From ce9af7449b59c668caca6fb1d0b7b65d0f7147af Mon Sep 17 00:00:00 2001
From: Johannes de Fine Licht <johannes.definelicht@nextsilicon.com>
Date: Mon, 17 Mar 2025 14:35:23 +0000
Subject: [PATCH] [MLIR][LLVM] Handle floats in Mem2Reg of memset intrinsics.

This was lacking a bitcast from the shifted integer type into a float.
Other non-struct types than integers and floats will still not be
Mem2Reg'ed.

Also adds special handling for constants to be emitted as a constant
directly rather than relying on followup canonicalization patterns
(`memset` of zero is a case that can appear in the wild).
---
 mlir/lib/Dialect/LLVMIR/IR/LLVMMemorySlot.cpp | 73 ++++++++++++-------
 .../Dialect/LLVMIR/mem2reg-intrinsics.mlir    | 61 +++++++++++-----
 2 files changed, 90 insertions(+), 44 deletions(-)

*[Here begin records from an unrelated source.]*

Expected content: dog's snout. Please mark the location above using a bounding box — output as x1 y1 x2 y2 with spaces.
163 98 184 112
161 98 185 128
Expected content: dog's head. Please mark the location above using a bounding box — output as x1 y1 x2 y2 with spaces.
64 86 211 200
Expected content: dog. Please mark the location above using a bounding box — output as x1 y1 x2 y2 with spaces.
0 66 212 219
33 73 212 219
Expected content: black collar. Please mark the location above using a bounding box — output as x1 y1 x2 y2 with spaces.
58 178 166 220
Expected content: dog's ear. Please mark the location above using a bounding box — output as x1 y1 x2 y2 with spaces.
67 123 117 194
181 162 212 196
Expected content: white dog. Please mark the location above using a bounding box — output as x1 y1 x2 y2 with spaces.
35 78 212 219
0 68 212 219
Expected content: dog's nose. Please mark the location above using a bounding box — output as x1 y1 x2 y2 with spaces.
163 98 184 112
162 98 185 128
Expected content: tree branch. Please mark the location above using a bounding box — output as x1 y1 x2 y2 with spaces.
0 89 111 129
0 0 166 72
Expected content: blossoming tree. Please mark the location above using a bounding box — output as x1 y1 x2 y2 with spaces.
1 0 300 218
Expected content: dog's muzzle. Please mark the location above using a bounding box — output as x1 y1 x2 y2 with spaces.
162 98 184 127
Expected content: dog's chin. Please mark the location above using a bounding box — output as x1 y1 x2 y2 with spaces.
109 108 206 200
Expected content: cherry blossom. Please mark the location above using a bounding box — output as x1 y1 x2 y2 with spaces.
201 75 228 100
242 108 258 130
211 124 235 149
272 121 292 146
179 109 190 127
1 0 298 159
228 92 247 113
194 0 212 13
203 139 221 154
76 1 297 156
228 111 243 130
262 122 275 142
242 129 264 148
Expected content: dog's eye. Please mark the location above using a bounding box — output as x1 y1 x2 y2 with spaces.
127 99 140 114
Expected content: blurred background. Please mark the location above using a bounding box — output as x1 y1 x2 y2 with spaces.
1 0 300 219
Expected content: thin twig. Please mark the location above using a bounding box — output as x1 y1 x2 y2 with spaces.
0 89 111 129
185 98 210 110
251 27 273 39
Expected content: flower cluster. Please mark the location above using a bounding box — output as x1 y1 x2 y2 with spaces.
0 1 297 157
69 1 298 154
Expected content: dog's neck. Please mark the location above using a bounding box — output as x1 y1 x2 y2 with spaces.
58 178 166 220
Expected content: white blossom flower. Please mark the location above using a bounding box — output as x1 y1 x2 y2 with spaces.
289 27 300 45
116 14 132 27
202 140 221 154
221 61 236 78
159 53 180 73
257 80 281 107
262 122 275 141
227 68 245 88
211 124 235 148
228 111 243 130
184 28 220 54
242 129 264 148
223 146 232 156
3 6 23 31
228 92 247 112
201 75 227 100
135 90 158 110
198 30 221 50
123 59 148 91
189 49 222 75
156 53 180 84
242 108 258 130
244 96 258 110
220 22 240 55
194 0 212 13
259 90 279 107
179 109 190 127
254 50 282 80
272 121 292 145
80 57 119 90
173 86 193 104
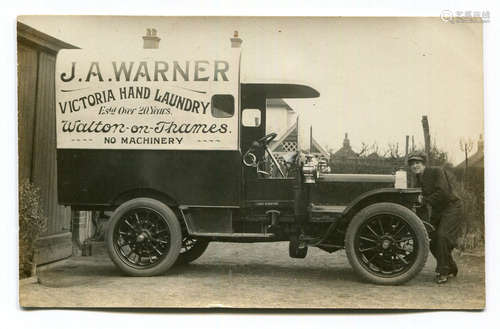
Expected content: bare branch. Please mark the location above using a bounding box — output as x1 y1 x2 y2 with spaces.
357 142 369 157
386 142 400 159
369 142 380 156
460 137 474 153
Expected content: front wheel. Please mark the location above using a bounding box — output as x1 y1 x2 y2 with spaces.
345 203 429 285
106 198 182 276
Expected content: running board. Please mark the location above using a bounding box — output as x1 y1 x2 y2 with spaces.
309 204 346 222
190 232 275 238
310 205 347 213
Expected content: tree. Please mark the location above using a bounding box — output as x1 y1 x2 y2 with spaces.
422 116 431 164
385 142 401 160
368 142 380 157
356 142 369 157
429 141 451 167
459 137 474 187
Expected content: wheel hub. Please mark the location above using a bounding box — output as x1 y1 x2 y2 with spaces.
377 234 395 250
381 239 392 250
136 230 152 243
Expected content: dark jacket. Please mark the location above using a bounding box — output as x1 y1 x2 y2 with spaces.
416 166 460 214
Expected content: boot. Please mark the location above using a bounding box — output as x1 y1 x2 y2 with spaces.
435 274 449 284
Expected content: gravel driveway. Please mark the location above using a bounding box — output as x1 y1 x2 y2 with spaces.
19 242 484 309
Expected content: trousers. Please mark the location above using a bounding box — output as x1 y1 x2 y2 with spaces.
429 200 464 275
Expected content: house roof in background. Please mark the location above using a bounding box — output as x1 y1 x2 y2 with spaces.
266 99 294 111
310 137 329 157
456 151 484 168
270 119 298 152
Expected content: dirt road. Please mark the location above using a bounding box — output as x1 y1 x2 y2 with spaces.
19 242 484 309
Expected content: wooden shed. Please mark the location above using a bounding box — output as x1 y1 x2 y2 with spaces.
17 22 79 264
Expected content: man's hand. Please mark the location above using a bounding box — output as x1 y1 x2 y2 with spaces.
425 203 432 220
417 194 424 204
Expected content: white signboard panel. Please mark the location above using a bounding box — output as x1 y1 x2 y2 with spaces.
55 49 240 150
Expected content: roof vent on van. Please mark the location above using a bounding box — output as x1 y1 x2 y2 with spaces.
143 28 161 49
231 30 242 48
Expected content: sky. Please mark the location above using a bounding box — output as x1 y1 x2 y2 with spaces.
18 16 484 164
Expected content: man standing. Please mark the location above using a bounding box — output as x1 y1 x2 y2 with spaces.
408 152 463 284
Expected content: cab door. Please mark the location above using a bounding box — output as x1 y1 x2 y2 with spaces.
240 89 266 153
239 87 295 219
240 88 267 202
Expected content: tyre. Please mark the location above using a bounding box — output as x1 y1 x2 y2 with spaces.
345 202 429 285
106 198 182 276
175 237 210 265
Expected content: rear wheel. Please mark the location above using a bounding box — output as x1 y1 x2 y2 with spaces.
106 198 182 276
345 203 429 285
175 237 210 265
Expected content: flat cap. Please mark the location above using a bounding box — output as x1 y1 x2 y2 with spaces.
407 151 427 164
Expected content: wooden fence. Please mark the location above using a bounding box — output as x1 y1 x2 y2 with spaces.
18 22 78 264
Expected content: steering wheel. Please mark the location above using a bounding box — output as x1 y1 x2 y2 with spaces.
257 132 277 146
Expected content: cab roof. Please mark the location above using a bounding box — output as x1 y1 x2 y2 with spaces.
241 83 320 98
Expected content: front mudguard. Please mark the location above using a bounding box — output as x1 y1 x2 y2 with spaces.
342 188 423 217
333 188 425 239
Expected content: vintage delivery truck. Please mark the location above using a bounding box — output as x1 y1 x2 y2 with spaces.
55 41 429 285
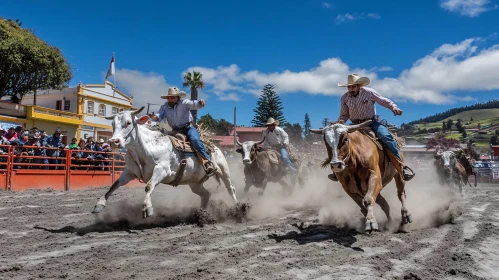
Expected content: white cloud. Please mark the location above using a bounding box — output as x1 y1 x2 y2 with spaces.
335 12 381 24
439 0 498 17
184 36 499 104
114 69 170 109
322 2 332 9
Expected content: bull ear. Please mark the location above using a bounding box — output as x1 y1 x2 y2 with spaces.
236 148 243 154
256 147 263 152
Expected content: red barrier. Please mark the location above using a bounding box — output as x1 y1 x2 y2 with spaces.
0 144 143 191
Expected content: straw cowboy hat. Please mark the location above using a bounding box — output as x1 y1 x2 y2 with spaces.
265 117 280 126
161 87 187 99
338 74 370 87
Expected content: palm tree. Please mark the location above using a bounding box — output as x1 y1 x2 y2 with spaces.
183 71 205 125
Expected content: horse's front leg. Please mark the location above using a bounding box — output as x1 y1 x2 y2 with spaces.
142 165 168 218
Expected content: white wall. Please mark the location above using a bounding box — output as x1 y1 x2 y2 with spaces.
26 119 78 139
22 89 79 113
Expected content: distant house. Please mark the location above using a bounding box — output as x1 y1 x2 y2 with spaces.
229 127 266 143
490 146 499 160
402 144 468 159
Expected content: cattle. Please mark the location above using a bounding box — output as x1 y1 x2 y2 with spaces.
455 150 477 187
310 120 412 232
235 138 296 196
433 150 466 194
92 107 238 218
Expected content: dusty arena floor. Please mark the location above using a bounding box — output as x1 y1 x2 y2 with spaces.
1 167 499 280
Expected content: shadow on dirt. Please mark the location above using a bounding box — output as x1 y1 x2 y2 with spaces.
268 223 363 251
34 202 251 236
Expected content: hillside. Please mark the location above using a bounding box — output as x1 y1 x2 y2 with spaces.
416 108 499 129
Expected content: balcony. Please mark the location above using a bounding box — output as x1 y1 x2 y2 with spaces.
26 105 84 125
0 101 26 118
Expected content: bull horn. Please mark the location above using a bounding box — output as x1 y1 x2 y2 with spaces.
105 115 115 120
132 106 145 116
346 120 373 133
309 128 324 135
236 137 242 147
256 137 265 145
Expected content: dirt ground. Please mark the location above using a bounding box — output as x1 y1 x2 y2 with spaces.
1 164 499 280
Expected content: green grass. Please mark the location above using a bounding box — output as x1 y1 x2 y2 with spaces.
415 108 499 129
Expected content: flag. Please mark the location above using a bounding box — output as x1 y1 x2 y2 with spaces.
105 54 115 79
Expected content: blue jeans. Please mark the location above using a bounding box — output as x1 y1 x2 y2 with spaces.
370 121 402 160
185 126 211 161
279 146 297 172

diff --git a/mlir/lib/Dialect/LLVMIR/IR/LLVMMemorySlot.cpp b/mlir/lib/Dialect/LLVMIR/IR/LLVMMemorySlot.cpp
index 655316cc5d66d..d1ccb487d2265 100644
--- a/mlir/lib/Dialect/LLVMIR/IR/LLVMMemorySlot.cpp
+++ b/mlir/lib/Dialect/LLVMIR/IR/LLVMMemorySlot.cpp
@@ -1051,30 +1051,52 @@ static bool memsetCanRewire(MemsetIntr op, const DestructurableMemorySlot &slot,
 template <class MemsetIntr>
 static Value memsetGetStored(MemsetIntr op, const MemorySlot &slot,
                              OpBuilder &builder) {
-  // TODO: Support non-integer types.
-  return TypeSwitch<Type, Value>(slot.elemType)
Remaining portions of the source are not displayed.